“My turn!” said Haycraft blandly, laying an authoritative hand on Fitz’s shoulder. “Sit and squirm, my boy, while I sing your praises. He swam the canal, ladies, in the dark and icy cold, and took over with him the end of a rope made of the men’s turbans. Winlock and the rest waited to guard the crossing, while this fellow climbed the hill, and by the best of good luck, found us at the top. We had taken the guard round the guns absolutely by surprise—they were all asleep, in fact, without a single sentry—and settled things almost in silence. Not a shot was fired, and everything was so quiet that Woodworth started the bright idea of bringing the guns home with us instead of destroying them. It really seemed quite possible, for the drag-ropes were there ready, and it would have made all the difference in the world to us to have a couple of cannon. But when Anstruther turned up, like a very dripping ghost, and informed us that the way was blocked, and we couldn’t even get home ourselves, much less take back the guns in triumph, things began to look a little blue. We might stay where we were, or we might try to cut our way through, but the prospect wasn’t very cheerful either way.”

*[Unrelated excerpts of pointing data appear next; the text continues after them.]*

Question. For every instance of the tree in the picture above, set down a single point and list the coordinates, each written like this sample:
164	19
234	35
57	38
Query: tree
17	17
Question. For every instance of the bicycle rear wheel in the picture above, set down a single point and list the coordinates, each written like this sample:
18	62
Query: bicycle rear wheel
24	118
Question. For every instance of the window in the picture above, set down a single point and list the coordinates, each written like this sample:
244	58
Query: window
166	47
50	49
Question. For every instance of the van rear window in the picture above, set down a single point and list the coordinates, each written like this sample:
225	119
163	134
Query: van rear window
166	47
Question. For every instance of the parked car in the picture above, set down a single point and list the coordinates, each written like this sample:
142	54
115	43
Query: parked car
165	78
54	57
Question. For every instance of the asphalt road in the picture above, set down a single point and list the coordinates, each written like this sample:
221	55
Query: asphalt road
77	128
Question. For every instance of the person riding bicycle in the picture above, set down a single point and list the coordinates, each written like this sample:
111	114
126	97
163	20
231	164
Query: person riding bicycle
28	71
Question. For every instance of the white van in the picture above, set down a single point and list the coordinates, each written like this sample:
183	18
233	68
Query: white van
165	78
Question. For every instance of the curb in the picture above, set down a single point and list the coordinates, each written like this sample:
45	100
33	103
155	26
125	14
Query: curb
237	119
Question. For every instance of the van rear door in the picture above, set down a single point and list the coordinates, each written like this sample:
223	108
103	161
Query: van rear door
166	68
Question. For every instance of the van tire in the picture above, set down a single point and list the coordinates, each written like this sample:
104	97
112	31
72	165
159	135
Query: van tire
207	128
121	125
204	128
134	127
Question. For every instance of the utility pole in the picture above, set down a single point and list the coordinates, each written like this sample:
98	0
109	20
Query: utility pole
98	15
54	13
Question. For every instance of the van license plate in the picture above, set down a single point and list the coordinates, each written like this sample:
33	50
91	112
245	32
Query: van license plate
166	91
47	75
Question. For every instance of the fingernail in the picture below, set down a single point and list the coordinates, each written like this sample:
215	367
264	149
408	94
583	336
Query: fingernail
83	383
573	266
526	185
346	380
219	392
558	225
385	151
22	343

“No food or water on the hill, and the enemy holding all the plain below,” summarised Fitz tersely.

“And therefore,” went on Haycraft, “the Colonel lent a willing ear to the aspiring civilian before you, who offered to lead him right round through the hills and bring him in at the main gate of the fort, the very last place where the enemy would think of expecting him. So the drag-ropes came in useful, after all, for we pulled the guns to a nice steep place overlooking the water. We had to be awfully quiet, of course, though the hill was between us and the enemy, but we spiked the guns and rolled them over into the canal. Then we marched down, and got across by the help of the drag-ropes, which Winlock and his men hauled over with their string of turbans. We got pretty wet about the legs, but nothing to Anstruther. He led us right round, as he had promised, and at the end we actually marched right through the town without meeting a soul. The men were told to break step, lest the tramp should be heard; but the enemy were all ever so far off, watching affectionately for our reappearance on the other side of the canal. They hadn’t the slightest suspicion of our real whereabouts. Of course, if we had known which way we were coming back, we might have done a lot of things—taken some dynamite and blown up General Keeling’s house, perhaps—but it’s no use repining about that now.”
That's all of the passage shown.